MLewis mlewis000 at rogers.com
Wed Nov 1 00:14:54 EDT 2017

(I suspect this is drifting from the original thread too much, so new 

Temperature ranges from 65F to 78F, with the potential for drafts, but 
is more typically 76F.

I read about the NTPsec runs with insulating a Pi and running a load 
generating program to better maintain a stable core temperature.
Just today I've put my GPS module inside a case for an RF shield that is 
also semi insulated. It's feeding LH on a PC while I do the next step.
The Pi 3 is going inside a large enough tea tin and that will be lined 
with insulation.
I'm wondering about insulating the RTC...

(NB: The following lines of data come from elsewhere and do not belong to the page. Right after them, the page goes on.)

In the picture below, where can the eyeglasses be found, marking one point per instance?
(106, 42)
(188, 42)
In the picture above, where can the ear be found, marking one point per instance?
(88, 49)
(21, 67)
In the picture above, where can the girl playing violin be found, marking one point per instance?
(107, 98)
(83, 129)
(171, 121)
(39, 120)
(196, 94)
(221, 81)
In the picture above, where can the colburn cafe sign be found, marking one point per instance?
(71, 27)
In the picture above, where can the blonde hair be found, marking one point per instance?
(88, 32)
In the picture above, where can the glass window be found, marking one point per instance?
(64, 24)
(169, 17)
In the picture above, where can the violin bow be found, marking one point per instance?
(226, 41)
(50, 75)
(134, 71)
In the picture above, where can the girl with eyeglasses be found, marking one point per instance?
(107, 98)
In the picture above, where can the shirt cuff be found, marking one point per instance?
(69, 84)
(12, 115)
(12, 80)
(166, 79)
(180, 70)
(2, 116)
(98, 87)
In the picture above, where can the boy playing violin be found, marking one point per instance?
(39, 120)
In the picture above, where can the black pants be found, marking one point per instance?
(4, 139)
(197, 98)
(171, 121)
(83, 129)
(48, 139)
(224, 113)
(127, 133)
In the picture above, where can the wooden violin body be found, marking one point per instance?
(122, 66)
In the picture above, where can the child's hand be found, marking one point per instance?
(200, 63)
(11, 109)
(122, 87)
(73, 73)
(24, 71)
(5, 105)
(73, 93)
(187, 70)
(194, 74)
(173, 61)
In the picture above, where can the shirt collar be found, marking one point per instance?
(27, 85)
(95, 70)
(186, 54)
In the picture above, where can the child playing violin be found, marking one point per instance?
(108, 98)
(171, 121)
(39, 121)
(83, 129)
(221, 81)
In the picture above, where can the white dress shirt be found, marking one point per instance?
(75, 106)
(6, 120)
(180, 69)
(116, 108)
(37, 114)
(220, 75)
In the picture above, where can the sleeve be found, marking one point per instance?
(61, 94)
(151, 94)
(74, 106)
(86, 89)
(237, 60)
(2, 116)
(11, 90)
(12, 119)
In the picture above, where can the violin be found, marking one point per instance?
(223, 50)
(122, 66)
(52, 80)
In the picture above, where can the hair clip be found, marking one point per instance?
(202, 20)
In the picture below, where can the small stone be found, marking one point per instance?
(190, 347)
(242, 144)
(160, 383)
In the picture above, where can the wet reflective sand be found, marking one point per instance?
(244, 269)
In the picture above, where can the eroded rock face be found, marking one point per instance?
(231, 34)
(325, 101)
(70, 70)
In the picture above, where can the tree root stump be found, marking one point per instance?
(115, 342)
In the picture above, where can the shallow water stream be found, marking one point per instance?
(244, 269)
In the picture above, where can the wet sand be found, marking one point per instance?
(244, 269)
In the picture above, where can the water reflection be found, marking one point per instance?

The low cost for a 'precision' RTC means it is cheap to test.

I'd completely discounted coasting with the system clock, as I have 
fixed in my head the variable loads on my production machine mean that 
Window's time lags variable amounts, as the CPU load is variable with 
variable burst loads every 1/8 of a second.


On 31/10/2017 11:45 PM, Hal Murray wrote:
>> I'm intending to add a "precision" (well, precision to the Pi world) RTC  to
>> my Pi 3 to use for a holdover source when it hasn't got PPS from the  GPS
>> module.
>> An RTC that +/- 3 PPM over 24 hours would be great for holdovers of one  to
>> 20 minutes.
> Run some experiments to collect some data and play with the numbers.
> How stable is the temperature in your environment?
> The key to keeping sane time on a PC or Raspberry PI is to calibrate the
> crystal.  Most CPUs have a register that counts at the CPU clock frequency -
> or something in that range.  Most systems smear the clock to keep the FCC
> happy...
> Most OSes keep time by watching that register and dividing by the clock rate.
>   The actual clock rate doesn't usually match the number printed on the
> crystal.  It's close, but ntpd can easily measure the error and tell the
> kernel so the kernel can use the right value.  If you turn on loopstats, ntpd
> will log it and you can graph it.
> If you are writing an embedded system, you will want that sort of logic too.
> My guess is that in the under 30 minute range, you will get better results by
> just coasting with the system clock rather that using a RTC.  It would be an
> interesting experiment.  Implement both clocking schemes and compare them.